Some months ago, a note appeared in the Tiger Tracks about a conversion by a speedometer shop of the stock Tiger Tach to 7,000 RPM indication at a cost of $32.50. For Tiger owners willing to invest a little time and effort (sort of goes with owning one), there is a much less expensive way to get a nice, accurate, matching 7 grand tach.
Except for the faces, the 1725 Alpine (series V) and Tiger tachs are identical - there is no difference. Hard to believe? Its true. The Tach has an adjustable pot inside whose range of adjustment is sufficient to allow accurate calibration for 4, 6, or 8 cylinder operation.
Simply scrounge around for an Alpine tach (must come from a Series V or 1725, 66 or later and say negative earth on the face.) These can be bought for $10-15 in wrecking yards (George Fallehy ?) Its a good idea, after taking the meter out of the case (2 screws on back), to really douse the guts with an evaporative type electronics solvent (e.g.

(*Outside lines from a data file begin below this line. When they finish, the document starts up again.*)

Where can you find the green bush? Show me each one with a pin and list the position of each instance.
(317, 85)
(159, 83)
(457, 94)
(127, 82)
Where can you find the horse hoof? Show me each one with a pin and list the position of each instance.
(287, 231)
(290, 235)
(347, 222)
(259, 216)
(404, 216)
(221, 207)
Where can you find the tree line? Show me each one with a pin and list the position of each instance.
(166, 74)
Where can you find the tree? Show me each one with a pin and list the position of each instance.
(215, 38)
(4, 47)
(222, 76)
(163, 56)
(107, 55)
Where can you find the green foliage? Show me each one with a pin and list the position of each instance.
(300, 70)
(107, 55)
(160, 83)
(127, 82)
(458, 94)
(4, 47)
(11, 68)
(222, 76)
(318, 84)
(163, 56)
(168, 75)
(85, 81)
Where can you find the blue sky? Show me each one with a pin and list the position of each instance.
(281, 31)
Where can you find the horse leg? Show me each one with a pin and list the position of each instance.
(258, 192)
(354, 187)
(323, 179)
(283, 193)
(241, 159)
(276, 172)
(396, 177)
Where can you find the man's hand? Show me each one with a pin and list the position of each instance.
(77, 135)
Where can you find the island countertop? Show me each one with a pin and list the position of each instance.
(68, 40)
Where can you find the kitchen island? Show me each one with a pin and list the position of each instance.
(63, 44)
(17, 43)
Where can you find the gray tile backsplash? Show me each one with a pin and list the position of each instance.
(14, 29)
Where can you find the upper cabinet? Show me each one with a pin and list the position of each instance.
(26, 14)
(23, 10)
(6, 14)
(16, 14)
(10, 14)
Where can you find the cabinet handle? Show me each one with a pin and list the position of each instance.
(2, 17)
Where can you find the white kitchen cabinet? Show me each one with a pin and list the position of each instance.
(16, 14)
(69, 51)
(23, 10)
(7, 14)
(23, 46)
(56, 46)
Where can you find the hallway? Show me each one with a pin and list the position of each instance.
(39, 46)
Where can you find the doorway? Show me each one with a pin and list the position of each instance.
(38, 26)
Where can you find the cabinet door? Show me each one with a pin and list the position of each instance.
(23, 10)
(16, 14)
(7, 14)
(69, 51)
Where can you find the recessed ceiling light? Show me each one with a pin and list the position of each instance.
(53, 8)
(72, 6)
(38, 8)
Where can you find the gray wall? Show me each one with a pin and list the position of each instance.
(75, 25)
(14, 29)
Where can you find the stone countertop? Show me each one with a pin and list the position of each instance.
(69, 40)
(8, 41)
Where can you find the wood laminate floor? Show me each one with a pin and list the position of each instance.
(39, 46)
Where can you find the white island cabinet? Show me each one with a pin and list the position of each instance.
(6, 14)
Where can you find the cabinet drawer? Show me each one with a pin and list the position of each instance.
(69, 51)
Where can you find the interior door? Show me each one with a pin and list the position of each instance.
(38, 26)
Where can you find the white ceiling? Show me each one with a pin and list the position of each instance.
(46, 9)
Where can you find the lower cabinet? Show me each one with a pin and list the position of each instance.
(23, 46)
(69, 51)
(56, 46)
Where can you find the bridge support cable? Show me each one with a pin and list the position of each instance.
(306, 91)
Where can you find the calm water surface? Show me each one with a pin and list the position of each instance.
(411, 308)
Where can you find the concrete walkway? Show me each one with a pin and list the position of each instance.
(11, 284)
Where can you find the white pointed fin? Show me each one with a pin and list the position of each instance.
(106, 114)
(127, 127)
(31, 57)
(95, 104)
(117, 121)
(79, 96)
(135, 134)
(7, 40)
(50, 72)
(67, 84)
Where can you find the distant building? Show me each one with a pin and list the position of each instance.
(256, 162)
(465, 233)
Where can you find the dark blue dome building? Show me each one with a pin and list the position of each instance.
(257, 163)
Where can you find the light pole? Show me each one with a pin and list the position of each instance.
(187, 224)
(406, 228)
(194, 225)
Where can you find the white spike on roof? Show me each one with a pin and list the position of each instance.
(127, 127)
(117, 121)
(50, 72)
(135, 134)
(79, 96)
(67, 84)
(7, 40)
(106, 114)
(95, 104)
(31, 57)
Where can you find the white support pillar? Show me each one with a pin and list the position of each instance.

Spray - Kleen) to clean out the dust, goo and cobwebs. Then hook up the tach hanging under the dash - you may have to splice in a couple of feet of wire into the ignition circuit. (white pick-up wire) and use some extension wires with alligator clips for power and ground. Then using your trusty dwell-tach or engine analyzer, youre ready to calibrate it.
The little black and white pot on the back is used to adjust the indication. The whole outside rim turns - turn it s l o w l y. You may have to loosen the center hold down screw a tad. Crank up the engine. Holding the speed at 1500 RPM (by the control tach), set the pot - fairly close. Now advance the engine speed to the RPM you desire to be exact, and fine tune it. Actually, mine, set right on at 3,000 is within 50 RPM at 750 and within 100 at 5,000 (the aforementioned cleaning helps,) so I would recommend using ones head about calibration - holding the durn thing at 6,500 long enough to set the pot and tighten the hold down might not be all that wise. When you think you have it, carefully tighten the hold down a bit, then cycle it up and down the scale a few times to check it. If youre still satisfied, tweak the screw to hold it, and youre done. To make a perfect conversion, get some satin gloss black model railroad paint and a selection of rub-on or decal numbers from your nearest hobby store that deals in HO gauge trains. Paint out the 4 and stick on the 8. Slick!
Some other things that are nice to know about your tach. If it (stock or converted) wont work sometimes but will at others, check the big .025 mf capacitor near the transistors: its probably cracked or leaking. Get a replacement at Radio Shack and solder it in.
If it is sluggish in cold weather and does strange things sometimes when it gets real hot (Holtville ?) you can thank the inferior transistors used in Smiths instruments. Back to Radio Shack. Buy two general purpose Silicon transistors. If you want to be perfectly correct, tell the salesman you want 2 Motorola HEP 253 transistors or equivalent. Just clip out the old ones and solder in the new. If youre a little afraid, go and see your T.V. repairman - tell him what you want and it will take about 10 minutes (both transistors, capacitor, and a cup of coffee). Actually, replacing these troublesome parts when making the Alpine-Tiger switch is a real good idea (only about $3-4 worth of parts). If you dont, you may have to recalibrate the instrument if you ever do.
If you install a C-D ignition (a good deal) you have to do two things: 1) take out the second set of points in your dual point distributor (if you have one); 2) rewire the tach as shown. Note - just take out the nylon bracket and use only the metal loop - 4 turns works really well and fits nicely. Recheck your calibration!